Introduction to R


To understand the objectives of this course better, we will study an example. However, we need to warm up ourselves with some R basics before that.

  • R is a programming language for statistical computing and graphics. Unlike Python or C, it is not a general-purpose language. It is designed to do statistical analysis.

  • Therefore, R is really designed for anyone to use, even without any programming experience. This makes some features of R very different from other programming languages.

  • Once you know how to use R, you will find how powerful it is - you can do complicated graphing or analysis jobs with very short codes.

Popularity of R


R and Python are the two most popular programming languages in Data Science. Although not as popular as Python, R is still among the top 10 popular programming languages in 2022.

R Basics - Operators in R


R has all the operators that are in Python, as below is a brief list:

Exericse 1 - Arithmetic Operators


Try the following operations in the Console of RStudio and press Enter to see the result for each line:

2 + 3
2 - 3
2 * 3
2 / 3
2 ^ 3
2 %% 3
2 %/% 3

Note that the last three operators are different from Python.

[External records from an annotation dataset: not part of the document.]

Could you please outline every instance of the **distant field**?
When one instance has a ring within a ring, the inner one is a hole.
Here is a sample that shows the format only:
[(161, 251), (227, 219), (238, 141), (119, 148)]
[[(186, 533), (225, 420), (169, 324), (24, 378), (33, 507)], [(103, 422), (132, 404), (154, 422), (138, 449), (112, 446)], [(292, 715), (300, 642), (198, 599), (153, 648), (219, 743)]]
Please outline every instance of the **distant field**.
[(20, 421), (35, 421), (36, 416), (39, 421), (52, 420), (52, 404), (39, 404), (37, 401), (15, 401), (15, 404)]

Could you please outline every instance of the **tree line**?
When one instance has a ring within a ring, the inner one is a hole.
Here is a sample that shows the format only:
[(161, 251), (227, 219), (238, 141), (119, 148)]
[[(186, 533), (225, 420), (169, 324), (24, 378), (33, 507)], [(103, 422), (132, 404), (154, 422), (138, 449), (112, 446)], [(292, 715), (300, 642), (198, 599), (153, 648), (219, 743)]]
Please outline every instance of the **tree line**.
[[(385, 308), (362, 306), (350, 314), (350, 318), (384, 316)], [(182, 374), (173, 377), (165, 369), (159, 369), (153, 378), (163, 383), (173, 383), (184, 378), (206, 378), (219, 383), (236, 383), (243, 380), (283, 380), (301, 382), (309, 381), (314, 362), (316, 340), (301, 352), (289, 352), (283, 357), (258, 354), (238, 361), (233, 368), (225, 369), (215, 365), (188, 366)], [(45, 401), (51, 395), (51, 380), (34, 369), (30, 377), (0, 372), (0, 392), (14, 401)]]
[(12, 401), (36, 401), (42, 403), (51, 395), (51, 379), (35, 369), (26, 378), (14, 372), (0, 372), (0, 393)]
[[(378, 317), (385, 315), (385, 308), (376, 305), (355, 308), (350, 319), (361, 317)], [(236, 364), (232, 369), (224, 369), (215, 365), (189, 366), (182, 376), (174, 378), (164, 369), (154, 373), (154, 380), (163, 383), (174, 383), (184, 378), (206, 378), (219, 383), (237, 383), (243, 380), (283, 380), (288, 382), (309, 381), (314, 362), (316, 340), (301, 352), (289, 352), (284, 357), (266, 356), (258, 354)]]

Exercise 2 - Relational Operators


Try the following operations in the Console of RStudio and press Enter to see the result for each line:

2 == 3
2 != 3
2 > 3
2 < 3
2 >= 3
2 <= 3

Note: These operators are exactly the same as in Python - the result is a logical value.

The two logical values in R are TRUE and FALSE.

R is case sensitive


Same as Python, R is case sensitive. Therefore TRUE is not the same as True. Try the following operations in RStudio Console:

TRUE
True
FALSE
False
T
F

Note: In R TRUE is the same as T, which represents being logically true. FALSE is the same as F, which represents being logically false.

Exercise 3 - Logical Operators


Try the following operations in the Console of RStudio and press Enter to see the result for each line:

!TRUE
!FALSE
TRUE && TRUE
TRUE && FALSE
TRUE || FALSE
FALSE || FALSE

Note: we will discuss the difference of & and &&, | and || later.

Exercise 4 - Assignment Operators


In R, = is still the assignment operator. However, it is not recommended to use it. Among R community, people generally prefer <- or -> as the assignment operator. Try the following operations for each line:

a <- 3
a
4 -> a
a

Note: we use <- or -> to indicate the assigning direction (left to right or right to left).

Self-Exercise


  • Compute the following expression \[\frac{(x^2 + y^3)(x^3+y^2)}{ \sqrt{5x - 2y}}\] for \(x = 1.73, y = 2.49\)

  • First evaluate the following logical expression without using R, then use R to check your answer:

x <- 1
y <- 2
!(x > y) || (x > y)

R Basics - Vectors


Vectors in R are like lists or tuples in Python. But there is one key difference, all elements in a vector in R must be of the same data type (numbers, characters or logicals etc.)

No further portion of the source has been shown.